Lo ideal sería conocer al amado bajo un manzano, como le sucedió a San Juan de la Cruz, que no pudo ser héroe porque no nació en tiempos heroicos. Nació en tiempos oscuros y por eso fue poeta. Esta es una época loca y feliz para la mitad de los seres humanos que no mueren de hambre. Nuestro emblema serán unos locos felices, pero para ser loco y feliz no basta con esperar debajo de un manzano o pasear por las calles de una Lisboa triste. A la locura y a la felicidad, bien lo supo Alonso Quijano, hay que salir a buscarlas. Por el camino uno encontrará las flores de verbena, pero también conocerá lo que supone tener vísceras. En el documental Pura vida, que narra los últimos momentos de Iñaki Ochoa de Olza en el Annapurna, Ueli Steck asciende por encima de los siete mil metros con material y ropa de media montaña, porque su paquete térmico y especializado no había llegado. Su objetivo no era otro que llevar unas inyecciones de dexametasona y animar a Iñaki a que no abandonara esa decisión que había tomado, la de transformar el esfuerzo involuntario de ser en felicidad y locura, en amor bajo el manzano, en merecerse el nombre de una galaxia, en salir al monte para ganarse el derecho a sentir la luz del día como la sienten los girasoles. Ayer, en homenaje a Ueli, volví a ver Pura vida y supe de nuevo que el dolor solo se cura con agua salada: con el sudor, con las lágrimas, con el mar. Sin las armas del guerrero, Ueli no abandonó a su amigo, como Hércules no abandonaba a las criaturas hambrientas que iba encontrando a su paso. Hércules es el mito universal porque no consentía la injusticia, no porque derrotara a monstruos como la Hydra. La leyenda lo dice bien a las claras: tras volverse loco por culpa de un brebaje que le preparó Hera y asesinar en sueños a su familia, Hércules consagró su vida y su fuerza a defender a los pobres. Otra cosa son lo de las doce pruebas.

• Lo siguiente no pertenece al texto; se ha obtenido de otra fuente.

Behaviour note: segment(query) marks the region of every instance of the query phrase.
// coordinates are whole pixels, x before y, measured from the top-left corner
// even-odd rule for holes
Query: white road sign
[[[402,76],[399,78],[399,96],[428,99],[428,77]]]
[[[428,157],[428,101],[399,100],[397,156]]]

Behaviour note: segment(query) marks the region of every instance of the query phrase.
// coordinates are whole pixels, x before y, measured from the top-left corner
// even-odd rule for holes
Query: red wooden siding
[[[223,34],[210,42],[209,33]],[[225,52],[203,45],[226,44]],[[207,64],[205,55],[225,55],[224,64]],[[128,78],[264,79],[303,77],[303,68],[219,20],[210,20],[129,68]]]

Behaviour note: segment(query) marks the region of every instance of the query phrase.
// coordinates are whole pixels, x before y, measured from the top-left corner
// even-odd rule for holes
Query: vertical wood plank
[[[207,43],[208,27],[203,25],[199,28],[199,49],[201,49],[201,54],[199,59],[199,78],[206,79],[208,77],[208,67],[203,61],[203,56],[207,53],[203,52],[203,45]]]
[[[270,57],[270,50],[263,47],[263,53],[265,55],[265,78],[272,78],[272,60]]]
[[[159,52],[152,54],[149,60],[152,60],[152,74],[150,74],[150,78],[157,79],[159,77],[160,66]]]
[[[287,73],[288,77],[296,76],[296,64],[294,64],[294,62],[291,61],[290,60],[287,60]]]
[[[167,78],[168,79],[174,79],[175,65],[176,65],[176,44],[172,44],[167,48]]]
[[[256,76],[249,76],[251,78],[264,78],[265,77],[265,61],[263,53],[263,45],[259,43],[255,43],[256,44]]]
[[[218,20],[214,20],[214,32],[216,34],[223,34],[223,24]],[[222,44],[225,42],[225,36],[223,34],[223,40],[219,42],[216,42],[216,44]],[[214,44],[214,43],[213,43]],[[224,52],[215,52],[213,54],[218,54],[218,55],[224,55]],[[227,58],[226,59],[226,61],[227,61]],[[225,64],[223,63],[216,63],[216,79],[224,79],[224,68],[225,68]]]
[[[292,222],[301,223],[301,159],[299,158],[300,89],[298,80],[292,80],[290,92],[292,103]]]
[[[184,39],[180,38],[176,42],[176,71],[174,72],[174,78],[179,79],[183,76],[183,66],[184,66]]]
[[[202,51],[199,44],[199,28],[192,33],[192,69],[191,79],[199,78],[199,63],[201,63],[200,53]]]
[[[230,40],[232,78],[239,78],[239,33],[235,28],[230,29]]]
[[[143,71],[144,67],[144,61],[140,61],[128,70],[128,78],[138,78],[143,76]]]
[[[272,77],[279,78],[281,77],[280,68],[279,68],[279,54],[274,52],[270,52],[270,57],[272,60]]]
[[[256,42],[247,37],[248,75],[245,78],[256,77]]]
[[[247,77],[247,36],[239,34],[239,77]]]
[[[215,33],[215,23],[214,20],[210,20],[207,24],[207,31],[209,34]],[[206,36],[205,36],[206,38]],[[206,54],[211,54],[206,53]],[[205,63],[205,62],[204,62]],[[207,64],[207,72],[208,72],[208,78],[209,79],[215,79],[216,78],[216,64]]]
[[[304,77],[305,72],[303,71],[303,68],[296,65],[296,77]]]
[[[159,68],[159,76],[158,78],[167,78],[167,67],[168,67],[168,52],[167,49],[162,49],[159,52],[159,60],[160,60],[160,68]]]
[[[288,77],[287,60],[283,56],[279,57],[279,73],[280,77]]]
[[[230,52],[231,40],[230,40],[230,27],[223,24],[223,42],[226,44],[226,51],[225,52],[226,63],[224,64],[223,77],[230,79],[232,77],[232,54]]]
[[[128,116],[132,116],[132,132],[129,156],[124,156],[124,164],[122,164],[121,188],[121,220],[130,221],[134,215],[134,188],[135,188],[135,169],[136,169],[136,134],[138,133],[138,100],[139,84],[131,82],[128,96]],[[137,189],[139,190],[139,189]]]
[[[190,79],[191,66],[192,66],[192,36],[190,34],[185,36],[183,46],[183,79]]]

En eso, en las doce pruebas, Ueli Steck nos llevaba mucha ventaja: el Eiger, el Cervino y las Jorasses, pero también la cara sur del Annapurna, dan buena cuenta de ello. Lo que nos conmueve de la muerte de Ueli no es que le falte una de las doce pruebas para alcanzar a Hércules. Lo que nos conmueve es que ya nadie subirá miles de metros con botas y chaqueta de camping, en un tiempo récord, porque no consiente que un amigo muera solo. Tenía cientos de patrocinadores que le facilitaban su dedicación a la alta montaña, porque sus cualidades eran las de Hércules y eso le permitía acaparar páginas y páginas de revistas especializadas. Pero era uno de esos rostros en los que jamás nos hubiéramos fijado de encontrarnos con él por los senderos. No medía dos metros ni movía montañas. Las subía porque en el único sitio de la montaña donde es seguro que da el sol es en la cima. Nos enseñó la importancia del entrenamiento y la planificación a la hora de partir en una excursión segura. Pero si uno no quiere refugiarse en el esfuerzo involuntario del ser y montarse toda una vida existencialista alrededor de la maldición de haber nacido, sabe que no es el dueño del planeta y quedarse en su casa. De ahí que lo bonito de vivir sea salir a conocerlo. Vivimos en una época de locura y felicidad. Ueli Steck lo sabía y fue capaz de dar un paso más que los otros, al demostrarnos que locura y felicidad son una misma cosa. Al recordarle, pues, nos sobra una de las dos palabras. Yo elijo quedarme con felicidad.